SHARP Project Wiki:Project Background

From SHARP Project Wiki
Revision as of 02:29, 9 April 2010 by Admin (talk | contribs)
Jump to navigationJump to search

Project Proposal


We propose research that will generate a framework of open-source services that can be dynamically configured to transform EHR data into standards-conforming, comparable information suitable for large-scale analyses, inferencing, and integration of disparate health data. We will apply these services to phenotype recognition (disease, risk factor, eligibility, or adverse event) in medical centers and population-based settings. Finally, we will examine data quality and repair strategies with real-world evaluations of their behavior in Clinical and Translational Science Awards (CTSAs), health information exchanges (HIEs), and National Health Information Network (NHIN) connections.

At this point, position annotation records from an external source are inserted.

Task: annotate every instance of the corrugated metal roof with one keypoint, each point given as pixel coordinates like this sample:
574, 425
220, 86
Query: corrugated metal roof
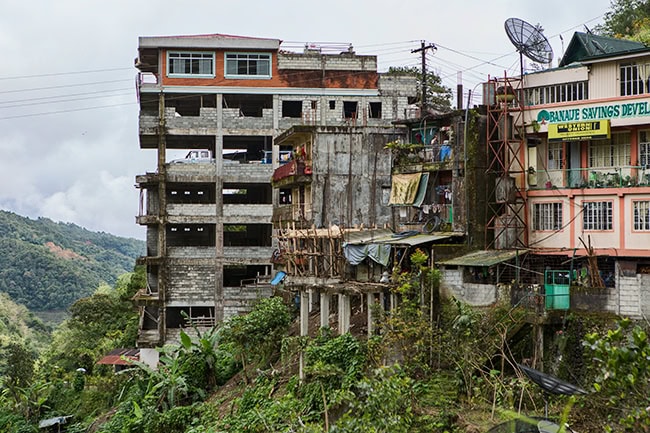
386, 236
114, 357
483, 258
417, 239
585, 46
368, 236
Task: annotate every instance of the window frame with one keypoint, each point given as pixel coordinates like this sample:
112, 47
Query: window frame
226, 62
211, 55
548, 216
617, 152
555, 149
644, 148
634, 78
599, 219
641, 223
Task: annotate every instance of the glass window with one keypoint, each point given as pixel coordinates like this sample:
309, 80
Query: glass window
547, 216
610, 153
555, 156
190, 63
644, 149
565, 92
634, 78
597, 215
248, 65
641, 215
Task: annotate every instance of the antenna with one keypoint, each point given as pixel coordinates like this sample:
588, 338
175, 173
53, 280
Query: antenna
529, 41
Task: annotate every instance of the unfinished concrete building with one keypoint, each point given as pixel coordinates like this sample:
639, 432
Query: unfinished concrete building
223, 99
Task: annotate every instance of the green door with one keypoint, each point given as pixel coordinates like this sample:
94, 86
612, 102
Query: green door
556, 287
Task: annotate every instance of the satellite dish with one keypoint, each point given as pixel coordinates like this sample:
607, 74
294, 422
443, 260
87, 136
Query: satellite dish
529, 41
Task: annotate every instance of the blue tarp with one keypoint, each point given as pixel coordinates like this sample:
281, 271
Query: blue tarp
277, 279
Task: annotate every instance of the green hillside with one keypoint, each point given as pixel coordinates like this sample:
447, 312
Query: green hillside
47, 266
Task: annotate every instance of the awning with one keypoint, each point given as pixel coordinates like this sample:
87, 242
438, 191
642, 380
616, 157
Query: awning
404, 189
415, 239
54, 421
120, 357
277, 279
483, 258
367, 236
422, 190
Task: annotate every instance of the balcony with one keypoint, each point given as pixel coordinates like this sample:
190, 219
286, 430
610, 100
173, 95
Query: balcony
408, 157
293, 172
299, 212
589, 178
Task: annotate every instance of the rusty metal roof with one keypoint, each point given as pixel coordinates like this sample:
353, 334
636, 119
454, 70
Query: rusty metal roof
120, 357
483, 258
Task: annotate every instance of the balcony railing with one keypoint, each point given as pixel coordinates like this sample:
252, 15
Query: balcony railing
291, 168
298, 212
612, 177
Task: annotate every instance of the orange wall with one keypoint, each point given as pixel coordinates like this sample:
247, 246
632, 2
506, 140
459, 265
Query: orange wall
283, 78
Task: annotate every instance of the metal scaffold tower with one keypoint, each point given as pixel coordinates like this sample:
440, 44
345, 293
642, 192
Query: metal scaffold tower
506, 170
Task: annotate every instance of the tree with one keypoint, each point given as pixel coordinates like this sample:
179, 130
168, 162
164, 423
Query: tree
438, 95
622, 375
628, 19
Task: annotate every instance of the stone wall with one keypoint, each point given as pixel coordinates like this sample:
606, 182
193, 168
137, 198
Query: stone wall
478, 295
317, 61
191, 282
239, 300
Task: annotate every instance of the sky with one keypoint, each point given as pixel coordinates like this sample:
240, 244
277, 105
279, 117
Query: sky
68, 112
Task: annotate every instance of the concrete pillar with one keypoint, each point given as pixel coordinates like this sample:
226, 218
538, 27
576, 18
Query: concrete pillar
370, 298
344, 313
304, 329
324, 310
304, 313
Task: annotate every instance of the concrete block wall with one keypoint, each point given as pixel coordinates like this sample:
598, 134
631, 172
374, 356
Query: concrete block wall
196, 172
191, 282
362, 153
316, 61
478, 295
247, 213
240, 300
629, 296
247, 173
191, 210
148, 124
191, 252
232, 119
248, 255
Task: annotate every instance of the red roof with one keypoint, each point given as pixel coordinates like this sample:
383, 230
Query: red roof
120, 357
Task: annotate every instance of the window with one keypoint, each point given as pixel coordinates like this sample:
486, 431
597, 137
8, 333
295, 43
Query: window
634, 79
565, 92
555, 156
350, 109
291, 108
597, 215
547, 216
190, 63
375, 110
644, 149
641, 215
610, 153
251, 65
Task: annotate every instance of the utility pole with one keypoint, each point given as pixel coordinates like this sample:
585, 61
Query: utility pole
423, 48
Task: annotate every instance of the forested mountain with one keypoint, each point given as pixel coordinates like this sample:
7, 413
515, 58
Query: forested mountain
47, 266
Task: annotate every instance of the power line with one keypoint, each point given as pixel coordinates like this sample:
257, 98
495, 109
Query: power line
33, 89
56, 74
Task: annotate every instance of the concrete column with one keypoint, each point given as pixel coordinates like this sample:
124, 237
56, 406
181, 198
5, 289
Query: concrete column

We have assembled a federated informatics research community committed to open-source resources that can industrially scale to address barriers to the broad-based, facile, and ethical use of EHR data for secondary purposes. We will collaborate to create, evaluate, and refine informatics artifacts that advance the capacity to efficiently leverage EHR data to improve care, generate new knowledge, and address population needs. Our goal is to make these artifacts available to the community of secondary EHR data users, manifest as open-source tools, services, and scalable software. In addition, we have partnered with industry developers who can make these resources available with commercial deployment. We propose to assemble modular services and agents from existing open-source software to improve the utilization of EHR data for a spectrum of use-cases and focus on three themes: Normalization, Phenotypes, and Data Quality/Evaluation. Our six projects span one or more of these themes, though together constitute a coherent ensemble of related research and development. Finally, these services will have open-source deployments as well as commercially supported implementations.

There are six strongly intertwined, mutually dependent projects, including: 1) Semantic and Syntactic Normalization; 2) Natural Language Processing (NLP); 3) Phenotype Applications; 4) Performance Optimization; 5) Data Quality Metrics; and 6) Evaluation Frameworks. The first two projects align with our Data Normalization theme, while Phenotype Applications and Performance Optimization span themes 1 and 2 (Normalization and Phenotyping); while the last two projects correspond to our third theme.